Piękny hotel Kozi Gród w Pomlewie. Właśnie tu obecnie jesteśmy.

Hotel przyjazny dla zwierząt.

My bez zwierząt.

Jak i wszyscy goście. Dlaczego?

No właśnie, ja też się zastanawiam.

Bo nam się nie chce. Jak i innym ludziom. Dużo przygotowań, więcej pakowania. Dużo więcej..

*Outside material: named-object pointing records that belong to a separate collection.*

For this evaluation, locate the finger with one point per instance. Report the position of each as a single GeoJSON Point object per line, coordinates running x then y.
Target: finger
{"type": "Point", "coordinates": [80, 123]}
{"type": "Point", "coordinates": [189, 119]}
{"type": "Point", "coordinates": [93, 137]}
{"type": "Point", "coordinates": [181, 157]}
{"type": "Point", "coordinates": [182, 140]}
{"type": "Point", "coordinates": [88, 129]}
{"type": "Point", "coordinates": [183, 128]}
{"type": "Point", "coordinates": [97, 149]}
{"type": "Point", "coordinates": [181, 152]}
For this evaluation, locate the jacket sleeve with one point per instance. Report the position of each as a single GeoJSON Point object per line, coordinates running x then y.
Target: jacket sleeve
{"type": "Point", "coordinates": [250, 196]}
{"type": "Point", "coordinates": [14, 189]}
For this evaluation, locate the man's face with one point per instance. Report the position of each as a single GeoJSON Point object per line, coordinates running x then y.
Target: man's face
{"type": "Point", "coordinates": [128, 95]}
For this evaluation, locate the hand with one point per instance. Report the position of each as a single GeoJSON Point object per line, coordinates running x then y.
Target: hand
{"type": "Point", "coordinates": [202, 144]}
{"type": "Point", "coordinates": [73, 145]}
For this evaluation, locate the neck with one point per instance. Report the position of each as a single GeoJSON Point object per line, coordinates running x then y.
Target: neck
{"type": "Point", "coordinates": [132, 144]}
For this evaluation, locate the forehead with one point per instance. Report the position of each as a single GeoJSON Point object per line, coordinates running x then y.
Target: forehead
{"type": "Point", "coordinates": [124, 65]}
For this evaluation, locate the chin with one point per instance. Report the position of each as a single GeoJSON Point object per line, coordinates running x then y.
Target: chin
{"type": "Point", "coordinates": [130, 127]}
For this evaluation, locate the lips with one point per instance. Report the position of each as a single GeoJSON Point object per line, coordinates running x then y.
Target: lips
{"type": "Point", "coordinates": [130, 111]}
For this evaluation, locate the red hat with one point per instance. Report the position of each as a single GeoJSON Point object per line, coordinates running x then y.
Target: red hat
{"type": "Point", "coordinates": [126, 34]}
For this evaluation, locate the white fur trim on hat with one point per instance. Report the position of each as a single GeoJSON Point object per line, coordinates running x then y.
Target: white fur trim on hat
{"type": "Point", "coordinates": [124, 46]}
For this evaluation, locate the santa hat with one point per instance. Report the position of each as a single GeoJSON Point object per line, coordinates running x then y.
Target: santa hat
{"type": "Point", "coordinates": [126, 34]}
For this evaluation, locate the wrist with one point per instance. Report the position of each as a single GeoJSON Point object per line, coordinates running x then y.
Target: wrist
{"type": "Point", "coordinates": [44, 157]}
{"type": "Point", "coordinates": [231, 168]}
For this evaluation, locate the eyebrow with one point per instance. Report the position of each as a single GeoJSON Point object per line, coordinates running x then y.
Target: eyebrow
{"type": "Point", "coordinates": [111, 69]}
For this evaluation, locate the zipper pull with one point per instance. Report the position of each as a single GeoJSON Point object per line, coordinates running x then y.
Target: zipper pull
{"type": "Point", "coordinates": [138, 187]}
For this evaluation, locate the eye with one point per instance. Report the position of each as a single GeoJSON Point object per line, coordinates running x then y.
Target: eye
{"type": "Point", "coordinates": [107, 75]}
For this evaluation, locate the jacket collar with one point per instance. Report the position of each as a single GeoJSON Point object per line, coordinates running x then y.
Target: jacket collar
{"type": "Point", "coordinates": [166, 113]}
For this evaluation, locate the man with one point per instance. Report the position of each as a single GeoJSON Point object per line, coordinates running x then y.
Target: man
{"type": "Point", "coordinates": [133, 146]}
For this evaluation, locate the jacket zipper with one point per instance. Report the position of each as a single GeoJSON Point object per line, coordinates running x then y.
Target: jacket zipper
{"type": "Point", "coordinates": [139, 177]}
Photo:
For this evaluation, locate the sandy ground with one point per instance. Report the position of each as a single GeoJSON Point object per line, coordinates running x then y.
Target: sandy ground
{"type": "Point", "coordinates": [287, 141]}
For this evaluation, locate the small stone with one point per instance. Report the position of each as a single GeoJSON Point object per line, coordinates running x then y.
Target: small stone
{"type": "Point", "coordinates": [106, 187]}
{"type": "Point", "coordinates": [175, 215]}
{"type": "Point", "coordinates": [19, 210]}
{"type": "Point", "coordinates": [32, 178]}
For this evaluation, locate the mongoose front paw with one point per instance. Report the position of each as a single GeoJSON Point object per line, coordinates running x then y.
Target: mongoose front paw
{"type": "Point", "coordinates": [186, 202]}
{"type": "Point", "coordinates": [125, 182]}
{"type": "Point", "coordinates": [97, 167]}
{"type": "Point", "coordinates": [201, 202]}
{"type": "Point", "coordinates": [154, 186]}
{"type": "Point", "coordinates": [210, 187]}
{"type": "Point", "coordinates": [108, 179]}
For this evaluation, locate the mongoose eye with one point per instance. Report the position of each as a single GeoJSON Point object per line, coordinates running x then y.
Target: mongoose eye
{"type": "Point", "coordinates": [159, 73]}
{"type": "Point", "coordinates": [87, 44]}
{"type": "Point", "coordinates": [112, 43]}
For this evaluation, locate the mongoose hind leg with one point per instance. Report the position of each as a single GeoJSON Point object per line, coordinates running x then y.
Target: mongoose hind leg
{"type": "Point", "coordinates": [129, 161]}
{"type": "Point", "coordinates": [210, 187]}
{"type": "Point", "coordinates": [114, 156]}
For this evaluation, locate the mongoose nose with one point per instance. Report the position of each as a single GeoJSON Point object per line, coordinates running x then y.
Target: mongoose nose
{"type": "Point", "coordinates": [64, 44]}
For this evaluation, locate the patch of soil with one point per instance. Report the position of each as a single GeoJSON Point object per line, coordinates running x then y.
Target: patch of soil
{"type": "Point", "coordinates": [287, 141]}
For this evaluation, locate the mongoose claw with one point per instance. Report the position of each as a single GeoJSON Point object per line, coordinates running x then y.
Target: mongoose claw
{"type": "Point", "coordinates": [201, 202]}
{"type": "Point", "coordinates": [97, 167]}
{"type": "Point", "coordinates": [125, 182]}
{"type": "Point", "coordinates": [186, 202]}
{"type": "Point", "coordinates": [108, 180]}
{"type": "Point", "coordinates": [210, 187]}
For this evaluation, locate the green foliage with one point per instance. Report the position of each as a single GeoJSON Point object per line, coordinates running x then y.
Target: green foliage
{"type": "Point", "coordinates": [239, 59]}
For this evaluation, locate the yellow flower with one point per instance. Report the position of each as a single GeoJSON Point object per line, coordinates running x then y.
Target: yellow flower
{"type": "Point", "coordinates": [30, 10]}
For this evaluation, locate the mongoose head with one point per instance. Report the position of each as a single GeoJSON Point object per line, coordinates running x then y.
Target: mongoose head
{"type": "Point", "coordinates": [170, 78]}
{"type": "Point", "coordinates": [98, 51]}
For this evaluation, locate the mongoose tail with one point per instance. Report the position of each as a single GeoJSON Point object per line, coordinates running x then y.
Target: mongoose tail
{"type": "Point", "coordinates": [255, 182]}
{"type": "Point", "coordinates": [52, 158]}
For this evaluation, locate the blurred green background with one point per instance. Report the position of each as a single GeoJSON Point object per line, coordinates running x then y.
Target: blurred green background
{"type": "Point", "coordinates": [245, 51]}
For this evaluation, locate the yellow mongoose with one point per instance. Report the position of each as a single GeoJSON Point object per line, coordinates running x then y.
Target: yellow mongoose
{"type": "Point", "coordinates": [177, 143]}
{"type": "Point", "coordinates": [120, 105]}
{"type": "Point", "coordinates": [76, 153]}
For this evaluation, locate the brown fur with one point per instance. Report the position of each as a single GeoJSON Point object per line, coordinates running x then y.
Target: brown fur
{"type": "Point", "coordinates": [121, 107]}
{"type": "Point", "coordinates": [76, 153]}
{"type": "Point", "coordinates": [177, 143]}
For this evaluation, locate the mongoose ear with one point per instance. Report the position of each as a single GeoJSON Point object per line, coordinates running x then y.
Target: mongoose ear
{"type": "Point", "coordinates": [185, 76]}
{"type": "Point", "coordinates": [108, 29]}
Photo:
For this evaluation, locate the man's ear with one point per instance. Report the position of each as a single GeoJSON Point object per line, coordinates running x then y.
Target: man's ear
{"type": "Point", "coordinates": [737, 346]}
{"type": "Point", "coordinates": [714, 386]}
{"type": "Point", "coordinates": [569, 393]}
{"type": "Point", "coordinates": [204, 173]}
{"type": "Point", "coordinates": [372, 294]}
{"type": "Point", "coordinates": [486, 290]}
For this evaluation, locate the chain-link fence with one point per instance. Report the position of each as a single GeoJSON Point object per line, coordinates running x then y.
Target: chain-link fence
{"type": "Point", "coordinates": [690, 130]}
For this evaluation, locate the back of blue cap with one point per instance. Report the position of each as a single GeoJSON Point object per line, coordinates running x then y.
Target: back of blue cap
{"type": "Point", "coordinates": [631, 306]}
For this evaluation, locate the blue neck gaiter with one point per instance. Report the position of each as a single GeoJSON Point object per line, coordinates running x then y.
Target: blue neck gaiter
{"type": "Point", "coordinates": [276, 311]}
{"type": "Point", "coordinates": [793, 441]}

Zacznijmy od charakteru waszego pupila. Przypomnijcie sobie jazdę do weterynarza. Dramat? Krzyk, flaki i transporter w kupie? Nie warto. Przypominam o fakcie że kot najbezpieczniej czuje się w miejscu w którym jest jego zapach. Stresem może być dla niego kompletnie nowe miejsce. W którym jego zabawki i transporter będą jednymi rzeczami pachnące znajomo. Pies np.przywiązuje się do człowieka i w ten sposób chętnie będzie podróżował, nasza cała czwórka nienawidzi podróży. To jest dramat. Krzyk. Płacz i zgrzytanie zębów. To jest odpowiedź dlaczego jeździmy sami.

Super, Koci Mama. My jeździmy z kotami, psami i jest fajnie.

Dobrze! Teraz opowiem o dalszej podróży.

Podróż samochodem lub samolotem lub promem :

Sprzęt :

  • kuweta
  • miseczki
  • ulubiona karma
  • zapas wody
  • mały żwirek (wiadomo po co)

Czym przetransportować?

  • W koszyku wiklinowym, specjalnie dla kotów. (Linie lotnicze nie akceptują!)
  • W plastikowym transporterze
  • Z szelkami specjalnymi do samochodu (nie na dłuższe podróże i nie dla nerwowych zwierząt! Tylko do samochodu)
  • W torbie transportowej (nie wszystkie linie lotnicze akceptują)

Dobra, a co potrzeba z dokumentów?

  • Pełną historię chorób
  • Mikrochip
  • Badanie lekarskie podstawowe zrobione 24 h przed
  • Szczepienie przeciwko wściekliźnie
  • Paszport (Można taki zrobić u większości weterynarzy, warto sprawdzić który może)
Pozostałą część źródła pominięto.